As to kill time to Bangkok

It has been of five days of it appeal to-pleasure-hunting with Gus, posterior part still from the Laos. We have been to the restaurants Headquarters-Orientals and Japanese, the Irish banns and the Korean bars, the barbecue of the way, the bookshops, the cinematografi and the uneven place with a name like “Spanky” or “one night to Bangkok” in order to watch the human traffic.

  • Squali of the blow to the world of the ocean of the Siam.
  • They contemplate to go to the church to sing the carols, then change idea when, on I consult of the website ones of the church, you do not see nothing but the photos of small army of Institutors of the women white women-haired who ago the good actions.
  • It carries out immense, a study detailed and comparable of the malls of shopping de Bangkok. Vibration chair is based in a store of electronics in one while watching one television $60000. It admires Ferraris and Bentleys on the concourse (you do not obtain that one to Bluewater) and eats the pastry shops imported cream cooked from a chef French with a famous face.
  • It reads something from Paul Theroux (witty) or Michael Palin (verbose.)
  • It drinks the tea of the mint and smoke one sheesha in little Arabia.

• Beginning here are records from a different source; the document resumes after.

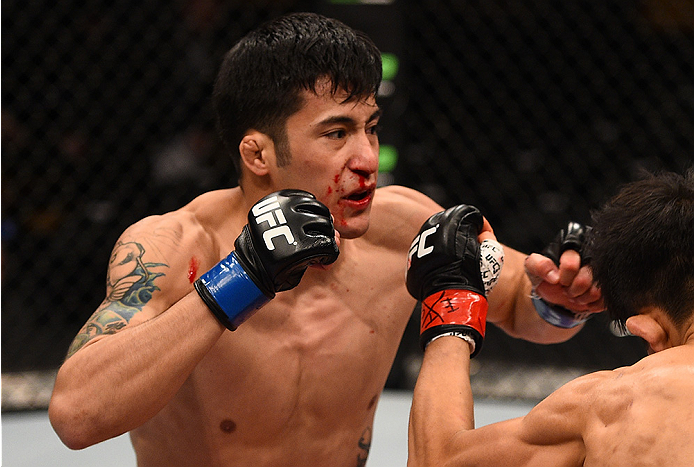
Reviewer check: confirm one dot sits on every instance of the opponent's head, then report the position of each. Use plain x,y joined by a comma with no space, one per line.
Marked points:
642,248
262,78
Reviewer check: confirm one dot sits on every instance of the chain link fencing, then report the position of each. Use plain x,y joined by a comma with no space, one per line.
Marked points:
534,111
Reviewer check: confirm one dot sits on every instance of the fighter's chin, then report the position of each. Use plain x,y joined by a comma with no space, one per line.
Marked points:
350,230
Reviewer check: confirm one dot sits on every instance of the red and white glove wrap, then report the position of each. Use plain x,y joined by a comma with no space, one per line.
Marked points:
445,272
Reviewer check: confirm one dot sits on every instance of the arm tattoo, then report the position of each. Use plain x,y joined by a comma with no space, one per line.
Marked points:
129,285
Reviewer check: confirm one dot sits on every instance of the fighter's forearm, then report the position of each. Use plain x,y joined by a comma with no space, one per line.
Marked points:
118,382
442,403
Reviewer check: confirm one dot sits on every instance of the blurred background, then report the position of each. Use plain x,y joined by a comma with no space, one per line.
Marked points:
533,110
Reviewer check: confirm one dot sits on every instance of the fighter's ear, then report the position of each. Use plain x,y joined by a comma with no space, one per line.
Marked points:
257,152
649,326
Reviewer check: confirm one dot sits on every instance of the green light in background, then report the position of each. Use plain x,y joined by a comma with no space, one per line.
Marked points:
390,66
387,158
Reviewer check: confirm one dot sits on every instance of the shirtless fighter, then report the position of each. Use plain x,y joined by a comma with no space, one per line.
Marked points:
297,382
642,252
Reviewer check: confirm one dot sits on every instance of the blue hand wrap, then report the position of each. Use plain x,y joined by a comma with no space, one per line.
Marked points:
229,292
558,315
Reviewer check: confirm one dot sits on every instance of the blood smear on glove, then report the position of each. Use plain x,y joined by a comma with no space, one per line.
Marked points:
491,261
193,269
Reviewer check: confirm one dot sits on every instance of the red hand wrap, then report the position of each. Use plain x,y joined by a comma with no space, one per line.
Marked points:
454,307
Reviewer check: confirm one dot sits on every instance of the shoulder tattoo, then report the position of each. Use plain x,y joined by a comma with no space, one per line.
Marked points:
129,286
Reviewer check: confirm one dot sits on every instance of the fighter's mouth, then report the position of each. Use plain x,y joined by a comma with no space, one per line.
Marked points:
359,196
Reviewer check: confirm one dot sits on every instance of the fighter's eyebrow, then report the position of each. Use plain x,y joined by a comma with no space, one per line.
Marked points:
345,120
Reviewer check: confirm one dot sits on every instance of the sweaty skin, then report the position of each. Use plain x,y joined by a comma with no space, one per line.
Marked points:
637,415
296,384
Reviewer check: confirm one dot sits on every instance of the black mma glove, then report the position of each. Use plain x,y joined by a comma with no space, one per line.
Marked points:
573,237
444,274
287,231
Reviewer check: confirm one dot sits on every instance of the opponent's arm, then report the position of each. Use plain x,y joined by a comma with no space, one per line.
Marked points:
139,347
560,279
448,268
442,430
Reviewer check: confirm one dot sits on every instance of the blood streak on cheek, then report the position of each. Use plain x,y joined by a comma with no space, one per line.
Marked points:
193,269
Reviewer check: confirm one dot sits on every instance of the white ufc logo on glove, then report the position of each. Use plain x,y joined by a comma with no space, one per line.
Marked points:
418,245
270,211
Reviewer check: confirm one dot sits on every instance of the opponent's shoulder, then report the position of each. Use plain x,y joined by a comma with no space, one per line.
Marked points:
397,215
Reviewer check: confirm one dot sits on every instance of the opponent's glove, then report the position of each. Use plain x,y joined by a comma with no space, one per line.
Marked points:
443,272
572,238
286,232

Beer or three is met me with Jerry Hopkins for one. Jerry has written the biography of Jim Morrison, nobody exits alive and is hour here a resident of long duration de Bangkok. It possesses a house upcountry with its moglie but it passes the greater part of its time in the city, that it has telephone lines. After a brace of the beers in its appartment we have gone to one bar. It was empty beyond we but there was traffic through the bar. Salt-job bar is transparent was one. “they do not sell the a.lot of beer,” Jerry here said. Therefore, been born them happy.

Mrs K will arrive after tomorrow so as to the free-time to modernize this will be to a prize. It will control or two times once within, however. I have of I have of I have and all that one.